The Advantages of Cloud Computing.png

In recent years, the cloud computing world has evolved to provide almost everything for your business "as-a-service" and does it for a relatively low monthly fee. Cloud computing features also include converged infrastructure and solid state drives. Read on for tips on these features that may prove advantageous for your business.

As-a-Service. The list of cloud offerings as-a-Service grows each year. We encourage you to carefully review the various as-a-service cloud services available from cloud service providers. Do not commit to any cloud service that cannot handle your data securely and does not operate in the way that you want to operate. You will want to explore the providers' responses to any data security questions before committing to a specific cloud provider to ensure that you make the best choice.
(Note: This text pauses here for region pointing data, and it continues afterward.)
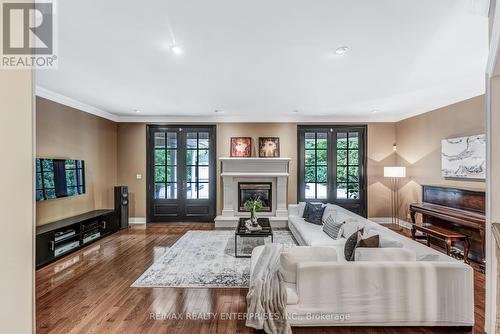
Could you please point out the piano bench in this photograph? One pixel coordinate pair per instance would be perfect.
(449, 237)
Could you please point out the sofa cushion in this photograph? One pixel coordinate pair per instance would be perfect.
(292, 256)
(302, 206)
(292, 298)
(350, 245)
(332, 228)
(384, 254)
(315, 215)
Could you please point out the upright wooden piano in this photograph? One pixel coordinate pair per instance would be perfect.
(458, 210)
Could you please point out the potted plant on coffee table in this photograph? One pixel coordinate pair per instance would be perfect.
(253, 205)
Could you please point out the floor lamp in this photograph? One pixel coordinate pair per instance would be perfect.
(395, 173)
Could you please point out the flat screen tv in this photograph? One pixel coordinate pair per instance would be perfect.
(57, 178)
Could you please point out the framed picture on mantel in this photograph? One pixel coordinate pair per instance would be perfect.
(241, 147)
(269, 147)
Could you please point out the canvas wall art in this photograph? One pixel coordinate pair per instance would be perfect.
(269, 147)
(241, 147)
(464, 157)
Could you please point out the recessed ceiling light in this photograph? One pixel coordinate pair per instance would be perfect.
(341, 50)
(176, 49)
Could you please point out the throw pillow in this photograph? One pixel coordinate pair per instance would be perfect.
(385, 242)
(371, 242)
(384, 254)
(350, 226)
(315, 214)
(332, 228)
(350, 245)
(330, 210)
(308, 208)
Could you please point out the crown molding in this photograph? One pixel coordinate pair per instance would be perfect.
(67, 101)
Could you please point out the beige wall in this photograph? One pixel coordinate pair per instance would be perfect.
(419, 146)
(116, 153)
(16, 202)
(64, 132)
(132, 161)
(381, 138)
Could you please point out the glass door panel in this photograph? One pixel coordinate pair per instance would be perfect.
(182, 177)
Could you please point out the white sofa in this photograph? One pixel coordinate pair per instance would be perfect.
(434, 290)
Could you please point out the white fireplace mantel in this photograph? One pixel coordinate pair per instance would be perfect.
(235, 170)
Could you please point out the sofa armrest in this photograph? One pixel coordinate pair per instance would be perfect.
(416, 291)
(293, 209)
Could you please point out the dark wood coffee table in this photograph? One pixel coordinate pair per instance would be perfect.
(243, 232)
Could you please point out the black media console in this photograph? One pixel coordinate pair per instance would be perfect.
(65, 236)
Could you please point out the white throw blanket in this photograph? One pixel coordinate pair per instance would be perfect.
(266, 298)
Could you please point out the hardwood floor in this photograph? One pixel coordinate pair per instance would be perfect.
(89, 292)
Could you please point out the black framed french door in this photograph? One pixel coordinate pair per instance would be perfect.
(332, 165)
(181, 173)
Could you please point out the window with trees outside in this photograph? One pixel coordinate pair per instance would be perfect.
(332, 165)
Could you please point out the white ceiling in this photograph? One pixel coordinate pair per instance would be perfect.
(260, 60)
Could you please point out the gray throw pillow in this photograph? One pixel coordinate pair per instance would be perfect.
(332, 228)
(315, 215)
(351, 243)
(309, 208)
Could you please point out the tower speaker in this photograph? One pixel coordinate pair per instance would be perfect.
(121, 205)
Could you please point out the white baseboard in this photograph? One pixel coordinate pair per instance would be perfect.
(137, 220)
(387, 220)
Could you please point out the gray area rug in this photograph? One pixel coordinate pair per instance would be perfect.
(205, 259)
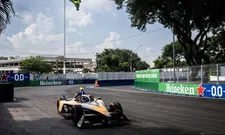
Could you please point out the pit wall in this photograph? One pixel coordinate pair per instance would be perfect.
(202, 90)
(104, 79)
(74, 82)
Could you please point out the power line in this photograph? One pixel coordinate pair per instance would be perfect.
(128, 37)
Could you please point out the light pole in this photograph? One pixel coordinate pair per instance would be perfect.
(64, 61)
(131, 55)
(174, 76)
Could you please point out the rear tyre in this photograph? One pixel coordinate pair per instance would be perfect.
(115, 106)
(57, 104)
(77, 113)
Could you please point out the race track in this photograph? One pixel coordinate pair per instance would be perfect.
(34, 113)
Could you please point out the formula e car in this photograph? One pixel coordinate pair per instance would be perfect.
(87, 110)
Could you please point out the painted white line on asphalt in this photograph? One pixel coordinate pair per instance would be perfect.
(155, 93)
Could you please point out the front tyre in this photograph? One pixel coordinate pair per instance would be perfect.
(57, 104)
(115, 107)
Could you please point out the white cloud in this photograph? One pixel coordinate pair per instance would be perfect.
(26, 17)
(148, 51)
(97, 4)
(71, 30)
(78, 18)
(110, 41)
(77, 50)
(38, 35)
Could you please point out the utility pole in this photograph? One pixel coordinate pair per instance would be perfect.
(64, 60)
(174, 75)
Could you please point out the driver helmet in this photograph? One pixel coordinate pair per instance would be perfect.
(91, 98)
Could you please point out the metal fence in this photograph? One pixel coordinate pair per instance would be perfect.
(213, 74)
(116, 75)
(64, 77)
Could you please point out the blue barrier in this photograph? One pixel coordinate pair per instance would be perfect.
(115, 82)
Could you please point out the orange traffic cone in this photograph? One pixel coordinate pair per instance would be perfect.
(96, 83)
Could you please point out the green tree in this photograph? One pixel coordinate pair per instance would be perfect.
(182, 17)
(166, 59)
(11, 58)
(116, 60)
(85, 70)
(4, 58)
(35, 66)
(6, 12)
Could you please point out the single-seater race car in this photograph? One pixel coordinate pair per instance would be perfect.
(87, 110)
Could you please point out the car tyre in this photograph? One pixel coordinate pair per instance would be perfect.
(58, 101)
(115, 106)
(77, 113)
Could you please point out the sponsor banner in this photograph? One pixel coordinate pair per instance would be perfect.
(212, 90)
(148, 75)
(46, 83)
(146, 85)
(15, 77)
(185, 89)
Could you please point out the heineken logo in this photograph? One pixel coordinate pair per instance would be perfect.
(147, 76)
(43, 83)
(180, 89)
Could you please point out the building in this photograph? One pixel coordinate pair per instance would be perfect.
(72, 64)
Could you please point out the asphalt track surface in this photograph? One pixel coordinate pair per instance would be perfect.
(34, 113)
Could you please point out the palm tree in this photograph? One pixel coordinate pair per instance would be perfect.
(6, 11)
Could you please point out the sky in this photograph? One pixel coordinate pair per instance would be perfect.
(38, 29)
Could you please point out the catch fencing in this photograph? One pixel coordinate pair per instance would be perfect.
(213, 74)
(68, 76)
(116, 75)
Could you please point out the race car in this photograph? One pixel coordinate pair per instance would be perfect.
(86, 110)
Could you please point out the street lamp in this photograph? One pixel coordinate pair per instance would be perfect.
(174, 76)
(131, 55)
(64, 62)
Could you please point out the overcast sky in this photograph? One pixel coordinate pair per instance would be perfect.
(38, 28)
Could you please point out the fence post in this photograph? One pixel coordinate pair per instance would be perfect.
(187, 75)
(201, 74)
(217, 72)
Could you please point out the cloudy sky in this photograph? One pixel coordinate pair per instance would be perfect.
(38, 28)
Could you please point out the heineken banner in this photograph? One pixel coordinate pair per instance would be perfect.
(148, 76)
(212, 90)
(186, 89)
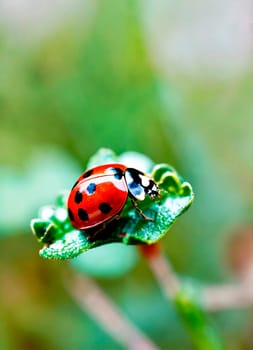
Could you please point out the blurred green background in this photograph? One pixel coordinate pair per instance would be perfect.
(173, 81)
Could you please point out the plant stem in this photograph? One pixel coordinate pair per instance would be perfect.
(93, 300)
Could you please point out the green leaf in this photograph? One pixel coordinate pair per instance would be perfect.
(203, 332)
(66, 242)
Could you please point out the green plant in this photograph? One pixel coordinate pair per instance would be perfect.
(61, 241)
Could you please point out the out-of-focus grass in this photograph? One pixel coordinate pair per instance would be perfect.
(87, 86)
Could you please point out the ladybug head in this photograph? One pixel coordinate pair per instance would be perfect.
(139, 185)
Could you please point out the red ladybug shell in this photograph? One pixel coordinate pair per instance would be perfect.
(98, 195)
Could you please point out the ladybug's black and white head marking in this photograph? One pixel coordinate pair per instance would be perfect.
(139, 185)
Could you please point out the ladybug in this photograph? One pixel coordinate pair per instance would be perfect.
(100, 193)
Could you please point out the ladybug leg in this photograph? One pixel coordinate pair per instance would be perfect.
(140, 211)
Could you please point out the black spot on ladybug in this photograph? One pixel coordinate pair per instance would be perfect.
(87, 173)
(71, 216)
(91, 188)
(118, 173)
(105, 208)
(82, 214)
(78, 197)
(75, 184)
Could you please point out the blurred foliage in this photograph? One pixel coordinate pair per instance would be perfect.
(90, 83)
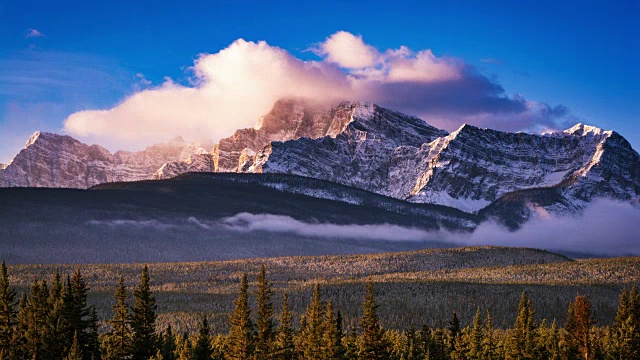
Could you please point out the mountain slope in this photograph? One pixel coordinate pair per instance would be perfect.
(370, 148)
(51, 160)
(204, 216)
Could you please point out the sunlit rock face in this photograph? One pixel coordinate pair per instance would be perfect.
(50, 160)
(403, 157)
(371, 148)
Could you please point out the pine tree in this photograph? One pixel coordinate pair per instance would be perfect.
(168, 345)
(475, 337)
(454, 329)
(541, 348)
(264, 323)
(81, 312)
(143, 322)
(578, 327)
(8, 313)
(117, 342)
(75, 353)
(312, 345)
(37, 312)
(522, 338)
(553, 347)
(351, 345)
(632, 325)
(284, 343)
(52, 344)
(488, 344)
(373, 344)
(332, 335)
(437, 345)
(20, 335)
(241, 334)
(203, 350)
(92, 346)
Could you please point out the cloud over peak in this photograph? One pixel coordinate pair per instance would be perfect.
(31, 33)
(232, 88)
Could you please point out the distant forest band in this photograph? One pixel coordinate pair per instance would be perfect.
(56, 322)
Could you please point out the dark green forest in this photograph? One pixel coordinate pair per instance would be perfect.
(55, 321)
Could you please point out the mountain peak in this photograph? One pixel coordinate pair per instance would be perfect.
(32, 139)
(582, 129)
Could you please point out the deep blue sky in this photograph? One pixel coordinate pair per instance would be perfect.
(581, 54)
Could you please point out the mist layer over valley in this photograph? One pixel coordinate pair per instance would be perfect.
(199, 217)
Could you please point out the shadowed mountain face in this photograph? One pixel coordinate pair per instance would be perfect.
(204, 216)
(374, 149)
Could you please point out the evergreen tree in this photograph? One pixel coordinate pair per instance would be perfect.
(578, 327)
(265, 336)
(185, 348)
(75, 353)
(8, 313)
(168, 345)
(521, 342)
(438, 348)
(80, 314)
(52, 344)
(332, 334)
(117, 342)
(37, 312)
(553, 347)
(632, 325)
(202, 349)
(351, 345)
(454, 329)
(284, 343)
(143, 322)
(413, 344)
(541, 347)
(373, 344)
(312, 330)
(241, 334)
(93, 337)
(475, 337)
(488, 344)
(20, 335)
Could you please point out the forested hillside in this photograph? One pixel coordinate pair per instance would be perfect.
(56, 319)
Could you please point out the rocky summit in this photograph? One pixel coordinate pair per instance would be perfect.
(367, 147)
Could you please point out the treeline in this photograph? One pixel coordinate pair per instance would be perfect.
(54, 321)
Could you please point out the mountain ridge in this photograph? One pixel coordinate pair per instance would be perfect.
(368, 147)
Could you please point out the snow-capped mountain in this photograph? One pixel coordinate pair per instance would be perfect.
(51, 160)
(367, 147)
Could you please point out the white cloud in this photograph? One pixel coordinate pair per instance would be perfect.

If the provider cannot answer your questions to your satisfaction, do not buy the service.

 

Software as a Service
  • Software-as-a-Service (SaaS) is probably the most ubiquitous of the cloud offerings. SaaS permits some choices within the software features offered, however, customers cannot customize the underlying code. If your business requires extensive changes to the SaaS code, you probably won't get them -- which is not such a bad thing. After all, you wouldn't want the shared cloud code to include changes that you expected would give you a leg up over your competition. Any code change accepted by the cloud provider will be available to all who use the SaaS. That's how as-a-service offerings work. The cloud provider makes client requested changes at one time and every customer gets to take advantage of the changes.
  • Database-as-a-Service. DB-as-a-Service is, at its core, a sub-specialty of the software-as-a-service model. It is a managed service that provides access to a cloud database that the DBaaS customer uses with cloud applications and their own data. All the administration and management of the database stays with the cloud provider so all the customer has to do is use its database. Businesses that want to retain more control over the database can do so under optional features. Cloud providers base payment on the features used and the amount of storage capacity the database requires. Some DB systems do not support compression or table partitions so it is imperative that you understand what your existing system can do and what your business requires from its database before you commit to DBaaS.
  • Identity-as-a-Service. ID-as-a-Service is an infrastructure for authentication that resides in the cloud. It is a way of managing identity that includes all of the things we've come to appreciate about services in the cloud, such as smaller on-site infrastructure; easy management; and a range of integration options. IDaaS is popular with smaller organizations or large organizations with satellite locations who do not have the expertise in-house to have strong identity architecture. Such businesses move identity security to the cloud believing that the cloud provider is an expert in the field. ID-as-a-Service raises questions of regulatory compliance, auditing, and how the ID cloud provider will handle disclosures of sensitive customer information. Since this is an evolving area, do not count on the law to demand cloud provider surety against disclosure of sensitive information. Do your due diligence review.

Converged Infrastructure. The term converged infrastructure refers to the process of grouping various information technology (IT) elements together into one computing package. The packaged IT elements act more efficiently than the elements would if acting independently. These elements may include servers, network management, infrastructure management software, and data storage devices. Converged infrastructure approaches data center management in a way that looks to decrease incompatibility issues among all these elements.

Converged Infrastructure provides advantages over the traditional silo approach to computing. Converged Infrastructure allows networks to handle Big Data more efficiently through a single, IT management system which integrates the various components.

Solid State Drives. Traditional computers have spinning hard drives (HDD) for storage. Designers developed Solid State Drives (SSD) originally for ultra mobile devices. Today, you can choose to have SSD for your operating system and HDD for other purposes.

SSDs have no moving parts so they fly in the face of what we traditionally think of as "hard drives". The term refers to storage devices that save data on solid-state flash memory drives. Solid-state means the devices use solid semi-conductor (instead of electron tube) memory stored on a flash drive that uses integrated circuits rather than magnetic or optical media to store data.

SSD advantages are lower random access and read latency (think, wasted time) than traditional hard drives which gives SSDs higher input/output efficiency. It also means they are the best option for workloads that involve heavy read. Servers, laptops, and applications that deliver in real-time benefit from the SSD's ability to read directly from a specific SSD cell. The final takeaway is that SSDs are many times faster than electromechanical disc drives.